Shoes and socks had been removed from all the bullet-riddled cops. The rebels had also removed the police uniforms from most of the bodies and taken away the self-loading rifles (SLRs) and an AK-47 from the deceased.
“This is the second time in two months that the Maoists have committed a most brutal act. In the July 9 encounter, when the rebels killed 24 cops – including 16 paramilitary forces – in the same district in mortar attacks, some of the bodies were found with their genitals chopped off and stripped off their shoes and socks,” a senior police officer who led the search team told IANS on phone.
“We do not want to publicise this brutality by Maoists as it will lower the morale of policemen and SPOs deployed in the Bastar region,” he added.
Is the Maoist movement, which many say is a fight for poor peasants and workers, justified in crossing all limits of brutality? People are beginning to ask the question.
Police in Dantewada say Wednesday’s killings were an act of revenge by the Maoists against Hemant Kumar, a station house officer (SHO) of Jagargunda police who in February shot dead some rebels and led the police teams to rebel hideouts.
The police department had acknowledged Kumar’s heroism and promoted him out of turn from sub-inspector to SHO. On Wednesday, he was leading a 40-member “road opening party” and was gunned down with 11 others.
A police officer posted at the police headquarters here said: “Where are the human right activists? Why don’t they raise their voice against such extreme brutality? Policemen are also human beings, and they are simply doing their duty.”

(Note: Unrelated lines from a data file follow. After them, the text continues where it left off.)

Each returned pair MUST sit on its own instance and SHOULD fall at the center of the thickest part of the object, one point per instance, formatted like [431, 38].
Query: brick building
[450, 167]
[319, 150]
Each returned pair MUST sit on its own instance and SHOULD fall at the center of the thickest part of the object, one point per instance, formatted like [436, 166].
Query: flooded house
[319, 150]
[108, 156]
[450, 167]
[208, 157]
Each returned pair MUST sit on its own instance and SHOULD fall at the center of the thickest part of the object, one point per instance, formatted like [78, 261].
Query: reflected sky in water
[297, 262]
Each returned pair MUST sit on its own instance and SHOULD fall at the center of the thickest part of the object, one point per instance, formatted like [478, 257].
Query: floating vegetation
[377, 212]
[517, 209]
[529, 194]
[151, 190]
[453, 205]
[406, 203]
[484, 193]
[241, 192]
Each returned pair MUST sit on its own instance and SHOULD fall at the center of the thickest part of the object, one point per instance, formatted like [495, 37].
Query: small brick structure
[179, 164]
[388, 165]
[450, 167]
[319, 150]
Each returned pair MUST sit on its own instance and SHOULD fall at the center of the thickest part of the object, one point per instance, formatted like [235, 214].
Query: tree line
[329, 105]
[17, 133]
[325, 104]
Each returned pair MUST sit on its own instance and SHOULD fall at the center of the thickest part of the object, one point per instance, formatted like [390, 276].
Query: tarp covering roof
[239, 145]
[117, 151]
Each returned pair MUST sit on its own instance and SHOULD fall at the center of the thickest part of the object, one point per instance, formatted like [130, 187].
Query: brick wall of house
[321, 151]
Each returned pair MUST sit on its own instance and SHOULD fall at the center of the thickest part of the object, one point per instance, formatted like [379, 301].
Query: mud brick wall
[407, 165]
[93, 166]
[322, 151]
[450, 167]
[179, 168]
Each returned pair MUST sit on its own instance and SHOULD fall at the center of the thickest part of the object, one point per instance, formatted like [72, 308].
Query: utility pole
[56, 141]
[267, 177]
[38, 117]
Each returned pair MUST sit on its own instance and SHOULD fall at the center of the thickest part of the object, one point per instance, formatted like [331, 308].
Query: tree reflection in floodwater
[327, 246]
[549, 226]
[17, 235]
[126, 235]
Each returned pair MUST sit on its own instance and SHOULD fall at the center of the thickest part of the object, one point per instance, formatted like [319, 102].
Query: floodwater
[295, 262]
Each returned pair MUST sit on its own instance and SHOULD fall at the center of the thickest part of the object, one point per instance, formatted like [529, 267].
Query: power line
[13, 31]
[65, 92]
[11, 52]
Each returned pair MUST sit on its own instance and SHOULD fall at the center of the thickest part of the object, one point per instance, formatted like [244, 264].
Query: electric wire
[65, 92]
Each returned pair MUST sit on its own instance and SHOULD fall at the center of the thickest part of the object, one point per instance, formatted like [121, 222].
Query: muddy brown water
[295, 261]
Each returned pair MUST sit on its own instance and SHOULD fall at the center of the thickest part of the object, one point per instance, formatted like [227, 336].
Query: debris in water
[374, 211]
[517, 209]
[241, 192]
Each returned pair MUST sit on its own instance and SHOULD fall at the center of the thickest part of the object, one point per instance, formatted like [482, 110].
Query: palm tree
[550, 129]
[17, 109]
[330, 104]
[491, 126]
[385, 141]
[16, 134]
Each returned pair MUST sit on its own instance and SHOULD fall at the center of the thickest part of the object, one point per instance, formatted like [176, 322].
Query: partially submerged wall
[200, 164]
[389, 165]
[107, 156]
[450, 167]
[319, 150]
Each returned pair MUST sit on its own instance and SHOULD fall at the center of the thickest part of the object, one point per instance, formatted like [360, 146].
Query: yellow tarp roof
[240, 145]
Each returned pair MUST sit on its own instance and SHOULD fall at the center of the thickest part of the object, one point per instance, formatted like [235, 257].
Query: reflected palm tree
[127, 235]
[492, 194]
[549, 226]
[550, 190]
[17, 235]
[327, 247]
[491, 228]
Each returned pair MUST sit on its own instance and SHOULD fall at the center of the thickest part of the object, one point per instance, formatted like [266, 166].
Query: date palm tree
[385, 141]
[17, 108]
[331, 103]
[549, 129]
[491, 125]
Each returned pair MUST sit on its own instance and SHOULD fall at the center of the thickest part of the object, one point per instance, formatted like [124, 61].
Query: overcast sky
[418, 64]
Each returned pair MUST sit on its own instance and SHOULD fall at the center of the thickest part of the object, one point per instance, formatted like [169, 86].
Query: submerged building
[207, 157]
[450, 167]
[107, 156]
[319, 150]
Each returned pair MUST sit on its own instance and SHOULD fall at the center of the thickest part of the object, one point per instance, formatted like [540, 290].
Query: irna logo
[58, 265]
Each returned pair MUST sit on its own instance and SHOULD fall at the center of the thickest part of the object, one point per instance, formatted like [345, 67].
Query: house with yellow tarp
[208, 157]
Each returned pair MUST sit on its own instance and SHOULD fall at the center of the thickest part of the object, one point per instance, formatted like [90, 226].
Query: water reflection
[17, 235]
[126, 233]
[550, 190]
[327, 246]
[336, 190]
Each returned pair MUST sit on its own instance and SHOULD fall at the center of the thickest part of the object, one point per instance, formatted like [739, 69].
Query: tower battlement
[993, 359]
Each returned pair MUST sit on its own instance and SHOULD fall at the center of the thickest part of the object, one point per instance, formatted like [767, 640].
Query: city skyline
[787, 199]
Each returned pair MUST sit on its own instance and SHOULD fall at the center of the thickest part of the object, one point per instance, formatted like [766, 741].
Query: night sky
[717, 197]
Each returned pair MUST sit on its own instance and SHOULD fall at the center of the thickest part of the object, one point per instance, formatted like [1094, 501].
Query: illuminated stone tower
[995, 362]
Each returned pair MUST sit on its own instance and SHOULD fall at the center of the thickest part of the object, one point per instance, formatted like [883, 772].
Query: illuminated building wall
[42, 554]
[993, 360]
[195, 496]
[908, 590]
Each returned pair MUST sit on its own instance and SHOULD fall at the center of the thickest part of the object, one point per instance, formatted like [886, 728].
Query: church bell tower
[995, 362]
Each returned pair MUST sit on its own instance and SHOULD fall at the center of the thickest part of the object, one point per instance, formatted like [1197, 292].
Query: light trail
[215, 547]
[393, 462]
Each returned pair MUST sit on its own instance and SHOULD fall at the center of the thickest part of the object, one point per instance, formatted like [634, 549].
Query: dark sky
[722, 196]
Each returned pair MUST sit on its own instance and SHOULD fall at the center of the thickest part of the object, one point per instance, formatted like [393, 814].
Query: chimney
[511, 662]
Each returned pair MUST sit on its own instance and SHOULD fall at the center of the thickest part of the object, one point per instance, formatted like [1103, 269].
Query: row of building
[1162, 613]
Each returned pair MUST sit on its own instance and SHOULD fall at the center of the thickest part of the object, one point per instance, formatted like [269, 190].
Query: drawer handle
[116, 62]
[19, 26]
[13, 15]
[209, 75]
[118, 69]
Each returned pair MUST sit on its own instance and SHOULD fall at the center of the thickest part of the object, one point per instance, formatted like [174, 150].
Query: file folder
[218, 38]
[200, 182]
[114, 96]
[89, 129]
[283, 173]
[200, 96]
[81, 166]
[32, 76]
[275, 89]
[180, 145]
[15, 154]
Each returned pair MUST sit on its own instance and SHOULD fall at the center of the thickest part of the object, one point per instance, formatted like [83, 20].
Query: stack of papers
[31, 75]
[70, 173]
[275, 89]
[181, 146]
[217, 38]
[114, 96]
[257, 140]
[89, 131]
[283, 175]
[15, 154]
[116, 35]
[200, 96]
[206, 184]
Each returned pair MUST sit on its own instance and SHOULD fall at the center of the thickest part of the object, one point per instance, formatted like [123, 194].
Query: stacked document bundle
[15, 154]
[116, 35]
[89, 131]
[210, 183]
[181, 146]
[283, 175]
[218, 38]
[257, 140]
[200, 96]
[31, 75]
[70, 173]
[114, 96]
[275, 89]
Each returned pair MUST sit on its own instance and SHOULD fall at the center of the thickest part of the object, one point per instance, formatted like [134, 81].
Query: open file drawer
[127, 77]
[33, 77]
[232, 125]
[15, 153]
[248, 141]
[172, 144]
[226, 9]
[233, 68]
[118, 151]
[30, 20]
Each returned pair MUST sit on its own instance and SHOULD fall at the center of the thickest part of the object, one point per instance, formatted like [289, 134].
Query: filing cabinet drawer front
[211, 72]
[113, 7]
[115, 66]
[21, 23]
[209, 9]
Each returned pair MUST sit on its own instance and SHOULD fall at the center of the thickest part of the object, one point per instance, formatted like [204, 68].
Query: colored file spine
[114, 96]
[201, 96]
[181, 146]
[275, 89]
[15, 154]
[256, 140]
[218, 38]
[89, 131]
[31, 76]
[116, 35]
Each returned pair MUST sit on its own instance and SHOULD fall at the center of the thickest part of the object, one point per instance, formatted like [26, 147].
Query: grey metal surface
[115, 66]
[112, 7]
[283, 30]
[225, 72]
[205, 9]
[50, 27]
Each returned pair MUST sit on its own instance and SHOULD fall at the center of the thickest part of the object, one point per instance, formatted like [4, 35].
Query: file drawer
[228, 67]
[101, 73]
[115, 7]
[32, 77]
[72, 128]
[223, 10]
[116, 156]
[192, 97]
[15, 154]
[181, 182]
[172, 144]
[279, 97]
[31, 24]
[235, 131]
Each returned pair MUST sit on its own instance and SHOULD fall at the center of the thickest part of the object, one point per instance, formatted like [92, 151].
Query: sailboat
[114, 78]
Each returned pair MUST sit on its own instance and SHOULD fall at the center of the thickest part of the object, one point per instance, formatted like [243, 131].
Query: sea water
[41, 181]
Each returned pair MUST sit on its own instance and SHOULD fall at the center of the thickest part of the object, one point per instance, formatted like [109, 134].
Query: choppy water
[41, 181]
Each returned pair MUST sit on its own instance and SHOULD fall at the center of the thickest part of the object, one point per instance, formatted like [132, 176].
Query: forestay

“When we kill the rebels in gunfights, a lot of intellectuals in the country start questioning us and say they may be fake encounters. This hurts the entire police force at a time when Chhattisgarh is witnessing cold blooded killings of civilians and security forces ever since the tribal militia movement Salwa Judum was launched in June 2005.”
The militia movement in Bastar, which has seen the government arming civilians against Maoists, has forced more than 50,000 people, mostly tribals, to flee their ancestral villages and settle down in makeshift relief camps for fear of reprisal by the rebels.